After she leaves the Harlings, Ántonia begins to care about nothing except dancing and fun. She spends all her free time sewing, and then wearing, new clothes with other hired girls.
As she grows up, Ántonia explores her sexuality. It's not clear whether she is actually having sex, but she is clearly enjoying the attention she gets.
With Ántonia no longer living next door to him, Jim is restless, and tired of socializing with the wealthier families. Looking for something to do, he visits the drugstore, train depot, and cigar factory. He even visits a saloon operated by Anton Jelinek. But Anton, who respects Jim's grandfather and knows that he wouldn't want Jim to go to a saloon, asks Jim to leave. Jim also starts to hear rumors that people around town are discussing his behavior.

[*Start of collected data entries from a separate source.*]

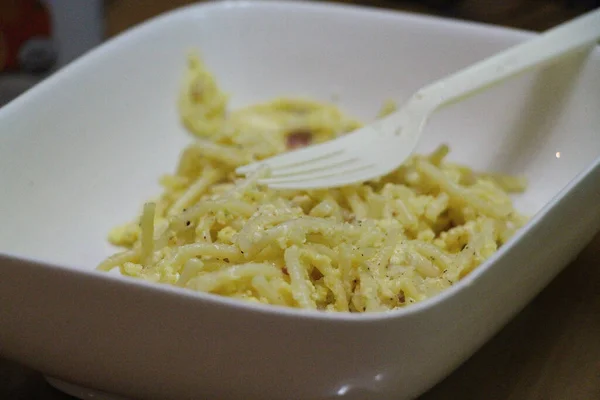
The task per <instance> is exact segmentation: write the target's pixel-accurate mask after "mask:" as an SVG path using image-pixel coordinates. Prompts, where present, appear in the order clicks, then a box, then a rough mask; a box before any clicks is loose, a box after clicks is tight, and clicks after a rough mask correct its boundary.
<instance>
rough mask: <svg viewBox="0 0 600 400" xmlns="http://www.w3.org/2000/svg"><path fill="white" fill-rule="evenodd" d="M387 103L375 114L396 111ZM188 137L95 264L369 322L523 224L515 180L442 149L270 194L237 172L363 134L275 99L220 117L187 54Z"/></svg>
mask: <svg viewBox="0 0 600 400" xmlns="http://www.w3.org/2000/svg"><path fill="white" fill-rule="evenodd" d="M394 108H395V107H394V105H393V104H391V103H387V104H386V105H385V107H384V109H383V110H382V114H385V113H389V112H391V111H393V109H394ZM179 111H180V115H181V119H182V121H183V123H184V125H185V126H186V127H187V128H188V129H189V130H190V131H191V132H192V133H193V134H194V135H196V136H197V140H196V141H195V142H194V143H193V144H191V145H190V146H189V147H188V148H186V149H185V150H184V151H183V153H182V156H181V159H180V161H179V165H178V167H177V169H176V172H175V173H174V174H172V175H167V176H164V177H162V178H161V180H160V182H161V184H162V186H163V188H164V191H163V193H162V194H161V195H160V197H159V198H158V199H157V200H156V201H153V202H148V203H146V205H145V206H144V209H143V212H142V213H141V216H140V217H139V219H136V220H135V221H133V222H131V223H130V224H127V225H124V226H121V227H118V228H115V230H113V231H112V232H111V233H110V235H109V240H110V241H111V243H113V244H115V245H118V246H121V247H124V248H126V250H125V251H123V252H121V253H118V254H116V255H113V256H111V257H109V258H108V259H107V260H105V261H103V262H102V263H101V264H100V265H99V266H98V268H99V269H100V270H104V271H108V270H111V269H113V268H119V270H120V271H121V273H122V274H124V275H129V276H134V277H138V278H141V279H146V280H150V281H153V282H160V283H165V284H171V285H176V286H179V287H183V288H187V289H190V290H197V291H203V292H209V293H213V294H216V295H221V296H228V297H233V298H237V299H241V300H245V301H252V302H258V303H264V304H272V305H278V306H287V307H298V308H308V309H315V310H324V311H341V312H375V311H385V310H392V309H395V308H399V307H404V306H406V305H408V304H410V303H414V302H418V301H421V300H424V299H426V298H429V297H431V296H434V295H436V294H437V293H439V292H441V291H443V290H444V289H446V288H448V287H449V286H451V285H453V284H454V283H456V282H457V281H459V280H460V279H461V278H463V277H464V276H466V275H467V274H468V273H469V272H471V271H472V270H473V269H474V268H476V267H477V266H479V265H480V264H481V263H483V262H484V261H485V260H487V259H488V258H489V257H490V256H491V255H492V254H494V252H496V251H497V249H498V248H499V247H500V246H502V245H503V244H504V243H505V242H506V241H507V240H508V239H509V238H510V237H511V236H512V235H513V234H514V233H515V232H516V230H517V229H519V228H520V227H521V226H522V225H523V224H524V223H525V222H526V218H525V217H523V216H522V215H520V214H519V213H518V212H517V211H515V209H514V208H513V205H512V202H511V199H510V197H509V194H508V193H510V192H520V191H523V190H524V189H525V186H526V185H525V181H524V180H523V179H522V178H519V177H510V176H504V175H500V174H490V173H487V174H486V173H477V172H474V171H472V170H471V169H469V168H468V167H465V166H462V165H456V164H453V163H449V162H446V161H445V158H446V156H447V154H448V152H449V148H448V146H445V145H444V146H440V147H439V148H438V149H437V150H436V151H434V152H433V153H431V154H430V155H415V156H413V157H411V158H410V159H409V160H408V161H407V162H406V163H405V164H404V165H402V166H401V167H400V168H398V169H397V170H396V171H394V172H393V173H391V174H389V175H387V176H385V177H383V178H381V179H378V180H377V181H373V182H366V183H364V184H359V185H351V186H347V187H344V188H340V189H331V190H315V191H275V190H270V189H268V188H267V187H264V186H260V185H258V184H257V180H258V179H259V178H260V177H262V176H266V174H268V171H264V170H261V171H259V172H258V173H257V174H256V175H255V176H252V177H249V178H248V179H244V180H242V179H238V177H236V175H235V172H234V170H235V168H236V167H237V166H240V165H243V164H245V163H248V162H250V161H253V160H260V159H264V158H266V157H270V156H272V155H275V154H278V153H281V152H283V151H286V150H289V149H290V148H295V147H298V146H301V145H307V144H311V143H319V142H323V141H326V140H331V139H334V138H335V137H337V136H339V135H343V134H344V133H346V132H349V131H352V130H354V129H356V128H358V127H359V126H360V123H359V122H357V121H356V120H355V119H353V118H349V117H347V116H345V115H344V114H343V113H342V112H341V111H340V110H339V109H337V108H336V107H334V106H333V105H329V104H321V103H318V102H314V101H309V100H305V99H277V100H274V101H272V102H269V103H264V104H258V105H254V106H250V107H246V108H243V109H240V110H236V111H232V112H228V111H227V96H225V95H224V94H223V93H222V92H221V91H220V90H219V88H218V86H217V84H216V82H215V80H214V78H213V76H212V74H211V73H210V72H208V71H207V70H206V68H205V67H204V65H203V63H202V62H201V60H200V58H199V57H198V56H191V57H190V61H189V64H188V71H187V75H186V79H185V82H184V85H183V89H182V91H181V95H180V98H179Z"/></svg>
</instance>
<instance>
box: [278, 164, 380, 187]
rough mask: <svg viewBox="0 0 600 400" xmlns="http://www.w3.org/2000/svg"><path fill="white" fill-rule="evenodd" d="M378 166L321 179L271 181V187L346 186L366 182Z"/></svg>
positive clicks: (311, 186) (321, 177) (322, 177)
mask: <svg viewBox="0 0 600 400" xmlns="http://www.w3.org/2000/svg"><path fill="white" fill-rule="evenodd" d="M376 168H377V167H376V166H369V167H368V168H362V167H361V168H360V169H358V170H355V171H343V172H341V173H338V174H334V175H330V176H323V177H321V178H319V179H311V180H306V181H289V180H288V181H285V182H280V183H269V184H268V185H269V188H271V189H292V190H311V189H326V188H336V187H341V186H346V185H350V184H355V183H358V182H364V181H368V180H369V179H371V177H372V176H373V175H374V171H375V169H376Z"/></svg>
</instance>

Jim's restlessness foreshadows his departure from Nebraska. But he isn't restless because he wants more adventure in is life. Instead, he craves relationships with the immigrant classes as he had on the prairie. But Black Hawk society disapproves of this sort of mingling.
Jim starts sneaking out at night to attend the Fireman's Hall, where the immigrants gather to dance. One night Jim walks Ántonia home from the dance and tries to kiss her. She reprimands him. When he tells her that Lena lets him kiss her, she tells him not to make a fool of himself, since he will soon be going away to school to make something of himself. Jim knows that Ántonia will always think of him as a kid, and wishes he could have dreams about Ántonia like the dreams he has about Lena.
Now sexually mature, Jim wants more than just friendship with Ántonia. Yet, just as she understood that Jim could get an education while she could not, Ántonia now understands that the different options available to them would make any romantic relationship between them impossible. Since he idealizes immigrants and craves a connection with them, Jim doesn't understand this.